Essentially, this was a major statement from the Native American community, which saw the profile considerably raised. Being able to own a land-based casino in arguably, the busiest gambling hotspot in the world, certainly made the gambling industry sit up and take notice.

In addition to all of the other benefits it will get, such as significantly increasing the overall revenue generated by Native American-owned Indian casinos on an annual basis, the tribe also acquires the casino's previous customers while providing a launchpad to attract others with 'the strip' being classed as high-value real estate.

From Revenue Boom to Online Expansion

In the period between 1997 and 2008, the Native American gambling industry witnessed considerable revenue growth - almost quadruple, which has laid the foundation for the success that has followed since. Indeed, during this time, revenue grew from $7.5 billion to just over $25 billion, highlighting the substantial influence of Native American casinos on the US gambling industry.

One particular point of note that could be hugely significant for Native American communities over the next few years is that tribes have made inroads into the hugely profitable online gambling sector over the past 12 months.

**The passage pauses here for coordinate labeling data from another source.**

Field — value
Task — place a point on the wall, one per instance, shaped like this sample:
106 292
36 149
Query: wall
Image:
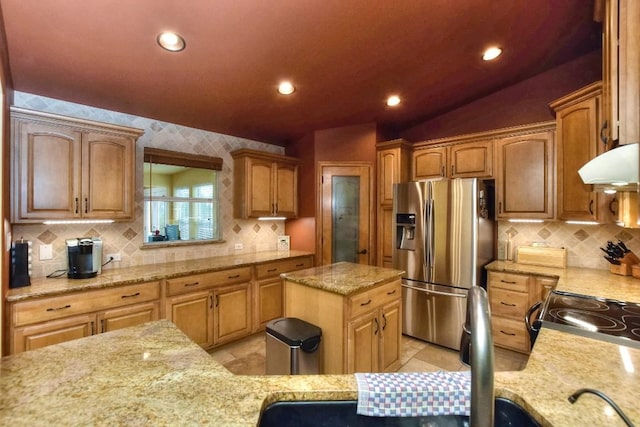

It was first suggested over a decade ago that Native Americans might look to online gambling, though, talk of this went cold amidst possible legislative issues. However, towards the end of last year, conversations about this resurfaced, with a possible bill proposed that outlined revenue share agreements with some of the premier, mainstream brands.

Internet gaming is rapidly becoming the largest expansion of gaming in modern history and is quickly developing into a reality where tribes are on the outside looking in.

Bo MazzettiChairman Rincon Band of Luiseño Indians in California

It remains to be seen whether this becomes a reality, and there is no doubt a number of hurdles to jump over and points to negotiate before agreements can be made across the board.

Native American Casinos Revenue Boom

The Potential of Native American Casinos

It is fair to say that the next few years have the potential to be very exciting for the Native American community in the US, as far as the gambling industry is concerned.

Certainly, over the last decade, the profile and, therefore, popularity of Indian casinos has increased significantly, and, as a result, many gambling enthusiasts prefer these to mainstream ones.

The fact that there is a presence on the Las Vegas strip lends a major selling point, in addition to point of intrigue for visitors (especially international tourists), who may feel that the Native American-owned Palm casino could have something different about it, compared to all of the other resorts on 'the strip'.

Add to the fact that online gambling could soon become big business via joint ventures with major commercial brands, and Native American communities could well soon be reaping considerable social and economic benefits.